I would like to have help or direction on a problem I have in awk.
I have a tab-delimited file with more than 5 fields. I want to output the fields excluding the first 5 fields.
Could you please tell how to write an awk script to accomplish this task?
Best,
jianfeng.mao
Do Note the following kind comment:
There are many fields in my files. Different lines have a different number of fields. The number of fields per line is not standard.

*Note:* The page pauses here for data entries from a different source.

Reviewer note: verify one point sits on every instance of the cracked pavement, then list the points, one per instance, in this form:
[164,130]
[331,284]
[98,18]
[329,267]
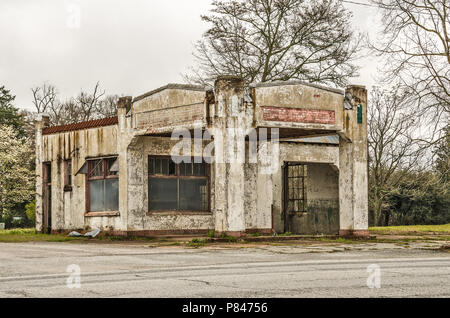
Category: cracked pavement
[417,269]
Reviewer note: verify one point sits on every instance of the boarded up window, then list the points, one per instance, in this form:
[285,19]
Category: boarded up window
[295,190]
[177,187]
[103,185]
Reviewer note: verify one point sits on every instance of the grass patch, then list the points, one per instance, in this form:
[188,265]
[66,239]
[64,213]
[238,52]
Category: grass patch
[412,229]
[285,234]
[30,235]
[197,242]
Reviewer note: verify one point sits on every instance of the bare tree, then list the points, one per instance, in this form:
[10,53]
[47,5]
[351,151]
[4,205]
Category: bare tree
[270,40]
[44,97]
[85,106]
[394,149]
[416,45]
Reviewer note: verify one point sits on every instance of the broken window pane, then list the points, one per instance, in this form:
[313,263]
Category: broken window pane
[111,194]
[96,168]
[109,163]
[96,196]
[151,165]
[103,185]
[193,196]
[178,190]
[296,191]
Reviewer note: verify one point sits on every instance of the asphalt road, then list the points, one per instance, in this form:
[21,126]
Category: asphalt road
[124,270]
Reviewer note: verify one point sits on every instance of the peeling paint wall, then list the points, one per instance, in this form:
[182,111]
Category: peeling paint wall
[242,197]
[139,218]
[299,105]
[69,207]
[321,184]
[167,108]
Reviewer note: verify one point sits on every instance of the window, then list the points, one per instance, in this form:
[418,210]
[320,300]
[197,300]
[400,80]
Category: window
[68,175]
[177,187]
[296,188]
[103,185]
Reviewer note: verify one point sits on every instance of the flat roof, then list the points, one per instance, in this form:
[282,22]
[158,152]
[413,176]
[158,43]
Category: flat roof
[109,121]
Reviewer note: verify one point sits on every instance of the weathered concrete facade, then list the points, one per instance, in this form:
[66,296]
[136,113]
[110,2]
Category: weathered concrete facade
[242,183]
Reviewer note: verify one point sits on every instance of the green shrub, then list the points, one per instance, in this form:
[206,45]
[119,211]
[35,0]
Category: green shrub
[30,210]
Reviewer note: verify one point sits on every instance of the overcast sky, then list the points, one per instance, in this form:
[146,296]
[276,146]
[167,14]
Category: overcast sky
[129,46]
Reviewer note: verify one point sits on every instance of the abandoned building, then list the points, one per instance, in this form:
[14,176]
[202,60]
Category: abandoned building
[120,174]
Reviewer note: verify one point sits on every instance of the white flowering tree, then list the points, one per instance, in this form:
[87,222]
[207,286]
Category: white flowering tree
[16,178]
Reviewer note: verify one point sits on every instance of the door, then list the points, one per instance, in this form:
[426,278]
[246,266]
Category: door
[47,198]
[294,191]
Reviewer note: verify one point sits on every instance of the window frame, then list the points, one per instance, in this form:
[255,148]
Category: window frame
[302,178]
[179,177]
[68,175]
[104,176]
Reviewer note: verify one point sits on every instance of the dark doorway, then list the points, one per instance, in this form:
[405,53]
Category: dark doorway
[47,198]
[294,191]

I agree with matchew's suggestion to use cut
: it's the right tool for this job. But if this is just going to become a part of a larger awk
script, here's how to do it:
awk -F "\t" '{ for (i=6; i<=NF; ++i) $(i-5) = $i; NF = NF-5; print; }
In my tab delimited file temp.txt
it looks like the following
field1 field2 field3 field4 field5 field6
field1 field2 field3 field4 field5 field6 field7
field1 field2 field3 field4 field5 field6 field7 field 8
As per your update, I strongly recommend using cut
:
cut -f6- temp.txt
will print field6 to end of line.
Note -d
specifies the delimiter, but tab is the default delimiter.
You can do this in awk
, but I find cut
to be simpler.
With awk
it would look like this:
awk '{print substr($0, index($0, $6))}' temp.txt
if my tab delimited file temp.txt looks like the following
field1 field2 field3 field4 field5 field6
field1 field2 field3 field4 field5 field6 field7
field1 field2 field3 field4 field5 field6 field7 field 8
awk -F"\t" '{print $6}' temp.txt
will print only the 6th field. if the delimiter is tab it will likely work without setting -F, but I like to set my field-separator when I can.

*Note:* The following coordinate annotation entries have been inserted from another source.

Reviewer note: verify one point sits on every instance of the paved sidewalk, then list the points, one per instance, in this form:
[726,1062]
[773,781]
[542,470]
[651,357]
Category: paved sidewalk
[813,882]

similarly so too would cut.
cut -f6 temp.txt
I have a hunch your question is a bit more complicated then this, so if you respond to my comment I can try and expand on my answer.
perl way?
perl -lane 'splice @F,0,5;print "@F"'
so,
echo 'field1 field2 field3 field4 field5 field6' | perl -lane 'splice @F,0,5;print "@F"'
will produce
field6
awk -vFS='\t' -vOFS='\t' '{
$1=$2=$3=$4=$5=""
print substr($0,6) # delete leading tabs
}'
I use -vFS='\t'
rather than -F'\t'
because some implementations of awk (e.g. BusyBox's) don't honor C escapes in the latter construction.